Metoclopramide
A dopamine antagonist used as a prokinetic and antiemetic drug.
What is Metoclopramide?
Metoclopramide is a centrally and peripherally acting dopamine D₂-receptor antagonist used to enhance gastrointestinal motility and control nausea and vomiting.
History & Background
Metoclopramide has been used for decades in the treatment of gastroparesis and chemotherapy-induced nausea, but requires careful dosing due to CNS effects.

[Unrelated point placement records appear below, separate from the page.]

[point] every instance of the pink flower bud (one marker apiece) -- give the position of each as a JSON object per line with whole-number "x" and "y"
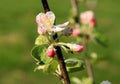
{"x": 86, "y": 17}
{"x": 50, "y": 52}
{"x": 76, "y": 32}
{"x": 41, "y": 30}
{"x": 77, "y": 48}
{"x": 92, "y": 22}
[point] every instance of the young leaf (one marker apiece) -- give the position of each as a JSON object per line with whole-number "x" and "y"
{"x": 40, "y": 40}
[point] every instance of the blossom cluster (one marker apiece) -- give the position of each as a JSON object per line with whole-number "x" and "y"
{"x": 45, "y": 22}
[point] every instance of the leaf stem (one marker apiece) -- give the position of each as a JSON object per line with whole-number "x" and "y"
{"x": 64, "y": 73}
{"x": 85, "y": 40}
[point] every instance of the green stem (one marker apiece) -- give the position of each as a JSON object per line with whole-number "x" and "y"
{"x": 64, "y": 73}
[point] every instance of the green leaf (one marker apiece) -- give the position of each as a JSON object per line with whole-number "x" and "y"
{"x": 41, "y": 39}
{"x": 51, "y": 67}
{"x": 101, "y": 39}
{"x": 37, "y": 52}
{"x": 74, "y": 64}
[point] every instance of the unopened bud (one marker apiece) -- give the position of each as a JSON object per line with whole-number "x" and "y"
{"x": 50, "y": 52}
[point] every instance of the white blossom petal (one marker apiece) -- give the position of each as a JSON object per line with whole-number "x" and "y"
{"x": 63, "y": 25}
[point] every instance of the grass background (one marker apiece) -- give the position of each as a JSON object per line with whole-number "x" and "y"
{"x": 18, "y": 32}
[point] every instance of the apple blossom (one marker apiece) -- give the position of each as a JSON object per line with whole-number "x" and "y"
{"x": 45, "y": 23}
{"x": 75, "y": 47}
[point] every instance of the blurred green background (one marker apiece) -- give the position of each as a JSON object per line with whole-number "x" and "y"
{"x": 18, "y": 31}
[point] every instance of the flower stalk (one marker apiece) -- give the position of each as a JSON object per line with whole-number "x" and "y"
{"x": 64, "y": 74}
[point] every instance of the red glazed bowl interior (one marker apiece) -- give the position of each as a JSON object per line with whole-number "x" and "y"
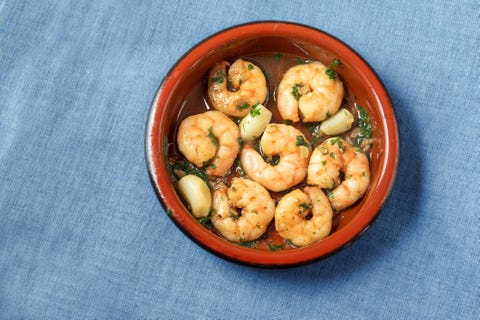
{"x": 273, "y": 37}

Chemical Structure & Properties
- IUPAC name: 4-amino-5-chloro-N-(2-diethylaminoethyl)-2-methoxybenzamide
- Molecular formula: C₁₄H₂₂ClN₃O₂
- Molar mass: 299.80 g/mol
- Functional groups: Benzamide, amine
Mechanism of Action
Metoclopramide works by:
- Blocking dopamine D₂ receptors
- Enhancing acetylcholine release in the GI tract
- Increasing gastric emptying and intestinal motility
Pharmacokinetics
- Absorption: Rapid oral absorption
- Peak plasma time: 1–2 hours
- Metabolism: Liver
- Half-life: 5–6 hours
- Excretion: Urine
Medical Uses
- Gastroparesis (especially diabetic)
- Nausea and vomiting
- GERD (short-term use)
- Prevention of chemotherapy-induced nausea
Dosage Guidelines
Adults: 10 mg up to 3 times daily
Maximum duration: Usually not more than 12 weeks
⚠️ Long-term use increases risk of movement disorders.
Side Effects
- Drowsiness
- Restlessness
- Diarrhea
- Extrapyramidal symptoms
Warnings & Precautions
- Risk of tardive dyskinesia
- Avoid long-term continuous use
- Use caution in Parkinson’s disease
Drug Interactions
- Antipsychotics
- Levodopa
- Alcohol and sedatives
Frequently Asked Questions
Is metoclopramide better than domperidone? – Stronger but more CNS effects.
Can it cause tremors? – Yes, especially with prolonged use.
Does it cause sleep? – Can cause drowsiness.
Is it safe long-term? – Short-term preferred.
⚠️ Educational content only. Not a substitute for professional medical advice.